Protester: At the city council meeting, the vast, vast majority were in favor of the camp. It was an open meeting where everyone could attend, I watched every second of it…
Quan: Watch the press conference and then watch the other statements of the other people…
Meanwhile, KQED’s Kelly Wilkinson attended a scheduled press conference at Lake Merritt by Oakland councilmembers Ignacio De La Fuente and Larry Reid, plus local business leaders.
The briefing, however, devolved into chaos when dozens of Occupy Oakland protesters shouted down Reid, chanting slogans and screaming.

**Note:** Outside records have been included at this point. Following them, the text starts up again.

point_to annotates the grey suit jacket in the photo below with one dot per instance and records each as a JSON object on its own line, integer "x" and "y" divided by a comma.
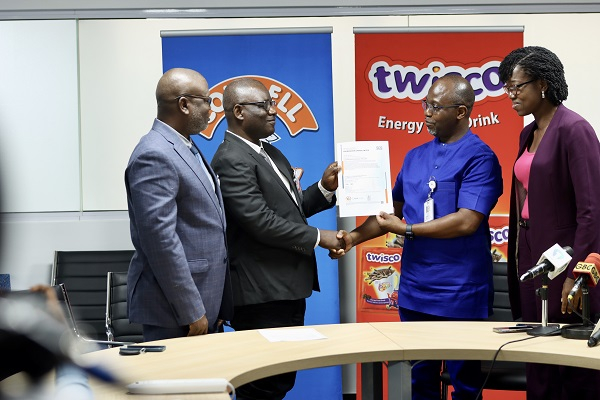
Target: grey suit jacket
{"x": 179, "y": 271}
{"x": 271, "y": 245}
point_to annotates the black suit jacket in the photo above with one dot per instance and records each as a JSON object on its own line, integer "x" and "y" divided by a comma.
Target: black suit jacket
{"x": 271, "y": 246}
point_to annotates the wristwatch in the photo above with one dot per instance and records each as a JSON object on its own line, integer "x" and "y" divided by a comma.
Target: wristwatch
{"x": 409, "y": 233}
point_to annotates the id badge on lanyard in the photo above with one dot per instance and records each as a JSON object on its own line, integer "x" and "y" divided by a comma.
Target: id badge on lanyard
{"x": 428, "y": 206}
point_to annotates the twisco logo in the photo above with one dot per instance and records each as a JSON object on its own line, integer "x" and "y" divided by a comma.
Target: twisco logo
{"x": 382, "y": 258}
{"x": 398, "y": 81}
{"x": 292, "y": 110}
{"x": 499, "y": 236}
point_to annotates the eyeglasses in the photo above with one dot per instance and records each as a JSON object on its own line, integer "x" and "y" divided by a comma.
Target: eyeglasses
{"x": 266, "y": 104}
{"x": 516, "y": 89}
{"x": 435, "y": 109}
{"x": 205, "y": 98}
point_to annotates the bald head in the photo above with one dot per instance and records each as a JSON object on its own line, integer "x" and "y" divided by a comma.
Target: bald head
{"x": 240, "y": 91}
{"x": 180, "y": 102}
{"x": 457, "y": 90}
{"x": 178, "y": 81}
{"x": 247, "y": 110}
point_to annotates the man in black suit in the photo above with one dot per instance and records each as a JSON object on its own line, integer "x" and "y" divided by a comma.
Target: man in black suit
{"x": 271, "y": 246}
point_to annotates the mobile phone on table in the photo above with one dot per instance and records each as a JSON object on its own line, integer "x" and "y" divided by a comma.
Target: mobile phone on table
{"x": 148, "y": 349}
{"x": 514, "y": 328}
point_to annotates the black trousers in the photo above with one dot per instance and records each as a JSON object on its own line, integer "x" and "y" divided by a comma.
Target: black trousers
{"x": 274, "y": 314}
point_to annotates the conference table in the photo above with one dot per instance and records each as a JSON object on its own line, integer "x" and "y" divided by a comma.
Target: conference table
{"x": 244, "y": 356}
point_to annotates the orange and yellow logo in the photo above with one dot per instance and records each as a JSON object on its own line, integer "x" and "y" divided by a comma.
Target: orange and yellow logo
{"x": 292, "y": 110}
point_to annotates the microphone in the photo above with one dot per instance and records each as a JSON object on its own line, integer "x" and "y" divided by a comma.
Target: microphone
{"x": 553, "y": 261}
{"x": 586, "y": 272}
{"x": 595, "y": 336}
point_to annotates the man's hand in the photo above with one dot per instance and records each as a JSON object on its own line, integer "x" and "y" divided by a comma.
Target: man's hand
{"x": 565, "y": 307}
{"x": 329, "y": 179}
{"x": 391, "y": 223}
{"x": 330, "y": 240}
{"x": 199, "y": 327}
{"x": 346, "y": 242}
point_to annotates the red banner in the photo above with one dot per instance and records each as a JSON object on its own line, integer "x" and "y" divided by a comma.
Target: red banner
{"x": 394, "y": 72}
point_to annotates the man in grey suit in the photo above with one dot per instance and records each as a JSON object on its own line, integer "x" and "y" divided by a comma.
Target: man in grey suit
{"x": 273, "y": 264}
{"x": 178, "y": 282}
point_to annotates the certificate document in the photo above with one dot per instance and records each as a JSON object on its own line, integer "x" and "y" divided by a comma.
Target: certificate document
{"x": 364, "y": 182}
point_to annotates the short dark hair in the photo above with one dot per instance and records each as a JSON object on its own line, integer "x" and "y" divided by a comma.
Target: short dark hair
{"x": 538, "y": 63}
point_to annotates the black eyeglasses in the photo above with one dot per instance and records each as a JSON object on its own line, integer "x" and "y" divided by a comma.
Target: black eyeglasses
{"x": 436, "y": 109}
{"x": 516, "y": 89}
{"x": 266, "y": 104}
{"x": 205, "y": 98}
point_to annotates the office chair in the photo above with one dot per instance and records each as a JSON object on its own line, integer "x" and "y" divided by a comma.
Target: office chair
{"x": 118, "y": 326}
{"x": 63, "y": 298}
{"x": 84, "y": 273}
{"x": 505, "y": 375}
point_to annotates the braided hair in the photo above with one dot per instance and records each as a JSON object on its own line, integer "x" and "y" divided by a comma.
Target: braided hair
{"x": 538, "y": 63}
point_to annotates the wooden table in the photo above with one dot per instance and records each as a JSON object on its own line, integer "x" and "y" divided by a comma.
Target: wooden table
{"x": 241, "y": 357}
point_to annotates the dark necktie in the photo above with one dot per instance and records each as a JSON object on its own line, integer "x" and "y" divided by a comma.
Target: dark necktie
{"x": 264, "y": 154}
{"x": 196, "y": 153}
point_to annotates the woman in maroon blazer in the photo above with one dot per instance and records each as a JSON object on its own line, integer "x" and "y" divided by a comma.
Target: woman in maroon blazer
{"x": 555, "y": 198}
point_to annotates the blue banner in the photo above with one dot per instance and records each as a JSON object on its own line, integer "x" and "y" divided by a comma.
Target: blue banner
{"x": 296, "y": 69}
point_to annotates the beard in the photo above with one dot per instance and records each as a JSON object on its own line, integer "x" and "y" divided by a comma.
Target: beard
{"x": 198, "y": 122}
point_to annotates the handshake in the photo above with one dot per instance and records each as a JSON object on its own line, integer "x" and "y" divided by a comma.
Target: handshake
{"x": 337, "y": 242}
{"x": 340, "y": 242}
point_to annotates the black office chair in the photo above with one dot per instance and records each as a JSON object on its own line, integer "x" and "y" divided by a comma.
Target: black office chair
{"x": 84, "y": 273}
{"x": 505, "y": 375}
{"x": 63, "y": 299}
{"x": 118, "y": 326}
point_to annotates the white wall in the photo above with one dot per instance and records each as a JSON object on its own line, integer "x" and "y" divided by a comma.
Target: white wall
{"x": 76, "y": 96}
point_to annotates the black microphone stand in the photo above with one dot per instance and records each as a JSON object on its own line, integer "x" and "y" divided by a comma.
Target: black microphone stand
{"x": 584, "y": 330}
{"x": 544, "y": 329}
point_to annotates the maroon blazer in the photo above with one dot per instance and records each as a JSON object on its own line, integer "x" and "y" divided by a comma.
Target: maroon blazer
{"x": 564, "y": 201}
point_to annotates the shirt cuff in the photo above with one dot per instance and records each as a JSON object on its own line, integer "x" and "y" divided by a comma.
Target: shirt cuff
{"x": 326, "y": 193}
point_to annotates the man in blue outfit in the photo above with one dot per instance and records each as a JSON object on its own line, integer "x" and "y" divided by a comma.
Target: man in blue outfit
{"x": 445, "y": 192}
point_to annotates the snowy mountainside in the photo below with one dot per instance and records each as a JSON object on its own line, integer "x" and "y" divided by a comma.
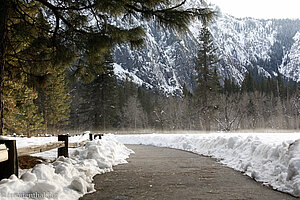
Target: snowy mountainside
{"x": 166, "y": 62}
{"x": 290, "y": 66}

A few journalists then spoke to Reid and De La Fuente among the throng of shouting protesters. The councilmembers said they supported Occupy Oakland when it started but that it’s been derailed and is now bad for the city. They expressed frustration that nobody from the movement will come forward as a representative to talk with city officials, and they also expressed impatience with Mayor Quan, asserting she has not shown leadership and has allowed the situation to spiral out of control.
Protesters told Wilkinson that city officials are welcome to talk to protesters at the general assemblies they hold.
Some protesters also told Wilkinson that the press conference signals a second raid on the encampment at Frank Ogawa Plaza is imminent.